Department of Orthopaedics :: Brown Alpert Medical School

Cell Biology Laboratory

Physical Regulation of Chondrogenesis
Publications

Title: Physical Regulation of Chondrogenesis
Summary: It is now evident that the phenotypic expression of connective tissue cells, and extracellular matrix synthesis is regulated substantially by physical forces. We have examined electrical signals, which may be a transducer of mechanical strain, for their effect on endochondral bone formation. Our current work is centering on the regulation of growth factor activation through changes in binding of the AP-1 site in the TGFß gene promoter. We are demonstrating that there is an intermediary signaling mechanism through the MAP kinase pathway to enhanced AP-1 binding. These studies suggest that physical forces can regulate chondrogenic differentiation through these intermediary and gene activation pathways.

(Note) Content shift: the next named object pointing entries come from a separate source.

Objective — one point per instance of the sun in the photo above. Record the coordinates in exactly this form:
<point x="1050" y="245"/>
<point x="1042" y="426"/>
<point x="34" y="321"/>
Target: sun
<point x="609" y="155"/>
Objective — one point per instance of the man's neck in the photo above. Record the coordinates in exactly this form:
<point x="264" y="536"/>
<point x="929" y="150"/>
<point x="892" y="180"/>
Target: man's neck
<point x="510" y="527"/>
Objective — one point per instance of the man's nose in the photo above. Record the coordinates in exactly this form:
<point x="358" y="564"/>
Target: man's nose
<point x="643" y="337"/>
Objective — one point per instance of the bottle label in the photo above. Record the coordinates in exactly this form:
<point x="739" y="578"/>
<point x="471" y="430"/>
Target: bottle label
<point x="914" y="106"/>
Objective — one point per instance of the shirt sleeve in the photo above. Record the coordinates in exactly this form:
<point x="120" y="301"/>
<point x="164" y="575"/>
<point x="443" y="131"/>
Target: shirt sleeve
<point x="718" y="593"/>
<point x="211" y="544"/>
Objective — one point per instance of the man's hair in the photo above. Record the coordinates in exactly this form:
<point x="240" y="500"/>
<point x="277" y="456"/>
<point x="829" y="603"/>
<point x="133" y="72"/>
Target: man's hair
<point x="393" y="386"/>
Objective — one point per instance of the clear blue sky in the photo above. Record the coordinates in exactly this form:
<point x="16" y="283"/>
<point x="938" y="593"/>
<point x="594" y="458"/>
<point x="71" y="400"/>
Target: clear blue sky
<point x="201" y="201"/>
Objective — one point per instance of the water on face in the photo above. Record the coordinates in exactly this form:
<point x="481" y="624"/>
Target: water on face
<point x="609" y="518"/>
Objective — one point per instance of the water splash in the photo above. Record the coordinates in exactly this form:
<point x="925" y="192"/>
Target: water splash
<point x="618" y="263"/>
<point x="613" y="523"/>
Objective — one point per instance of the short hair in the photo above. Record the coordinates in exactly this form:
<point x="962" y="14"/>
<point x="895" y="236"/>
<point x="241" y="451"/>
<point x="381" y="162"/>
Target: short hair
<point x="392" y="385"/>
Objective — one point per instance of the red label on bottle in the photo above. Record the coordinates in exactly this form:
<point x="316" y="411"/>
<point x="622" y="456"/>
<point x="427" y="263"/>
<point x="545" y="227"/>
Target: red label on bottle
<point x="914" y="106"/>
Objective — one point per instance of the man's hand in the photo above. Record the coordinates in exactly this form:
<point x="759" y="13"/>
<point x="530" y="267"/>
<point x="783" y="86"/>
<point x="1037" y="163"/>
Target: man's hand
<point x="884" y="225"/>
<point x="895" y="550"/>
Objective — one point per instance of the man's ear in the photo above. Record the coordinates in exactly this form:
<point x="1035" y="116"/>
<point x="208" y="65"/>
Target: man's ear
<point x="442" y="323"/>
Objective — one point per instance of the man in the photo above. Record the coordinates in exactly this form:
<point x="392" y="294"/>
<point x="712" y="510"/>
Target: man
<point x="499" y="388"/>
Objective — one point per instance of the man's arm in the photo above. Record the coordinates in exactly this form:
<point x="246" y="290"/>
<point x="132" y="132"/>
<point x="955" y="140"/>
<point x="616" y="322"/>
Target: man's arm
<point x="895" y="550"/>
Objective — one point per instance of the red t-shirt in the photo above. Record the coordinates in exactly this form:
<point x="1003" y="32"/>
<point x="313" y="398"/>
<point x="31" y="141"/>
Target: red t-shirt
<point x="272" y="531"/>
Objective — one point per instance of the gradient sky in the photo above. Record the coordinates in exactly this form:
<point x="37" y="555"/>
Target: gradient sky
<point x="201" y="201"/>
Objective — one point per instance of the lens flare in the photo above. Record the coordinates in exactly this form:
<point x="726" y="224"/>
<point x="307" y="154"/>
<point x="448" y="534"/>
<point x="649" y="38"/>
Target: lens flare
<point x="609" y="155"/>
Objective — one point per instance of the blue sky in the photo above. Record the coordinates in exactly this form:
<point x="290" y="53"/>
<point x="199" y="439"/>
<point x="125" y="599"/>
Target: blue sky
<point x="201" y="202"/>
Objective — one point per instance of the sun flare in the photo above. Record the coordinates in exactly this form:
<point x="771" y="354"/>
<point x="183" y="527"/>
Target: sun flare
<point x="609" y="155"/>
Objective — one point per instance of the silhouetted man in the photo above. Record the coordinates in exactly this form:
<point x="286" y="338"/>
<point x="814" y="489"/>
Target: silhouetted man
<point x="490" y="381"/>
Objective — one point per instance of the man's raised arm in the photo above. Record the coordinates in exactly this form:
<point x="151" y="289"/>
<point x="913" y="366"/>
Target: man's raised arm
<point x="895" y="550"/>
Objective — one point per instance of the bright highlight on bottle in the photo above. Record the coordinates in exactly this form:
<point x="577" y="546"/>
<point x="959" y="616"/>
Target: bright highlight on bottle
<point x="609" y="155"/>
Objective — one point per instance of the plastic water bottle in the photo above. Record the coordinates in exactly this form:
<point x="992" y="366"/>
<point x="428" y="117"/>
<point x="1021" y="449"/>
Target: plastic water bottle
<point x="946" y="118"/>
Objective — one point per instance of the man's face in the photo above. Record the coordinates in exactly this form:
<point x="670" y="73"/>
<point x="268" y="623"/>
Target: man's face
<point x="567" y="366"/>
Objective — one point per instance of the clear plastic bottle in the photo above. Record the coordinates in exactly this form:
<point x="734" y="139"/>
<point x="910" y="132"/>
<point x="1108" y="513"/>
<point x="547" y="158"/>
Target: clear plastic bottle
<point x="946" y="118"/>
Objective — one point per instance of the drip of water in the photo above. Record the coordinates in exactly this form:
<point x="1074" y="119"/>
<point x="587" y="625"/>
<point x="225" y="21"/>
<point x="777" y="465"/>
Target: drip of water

Cartilage Tissue Engineering
Publications

Title: Cartilage Tissue Engineering
Summary: These studies have the long term goal of the creation of a cartilage biocomposite for transplantation into articular defects. The studies are concentrating on growth factor regulation of chondrogenesis from a novel cell source and interfacing these findings with innovative drug delivery nanotechnologies, which can deliver appropriate concentrations of growth factors for sustained periods of time. The studies seek to recapitulate key developmental events in chondrogenesis for both basic and applied purposes.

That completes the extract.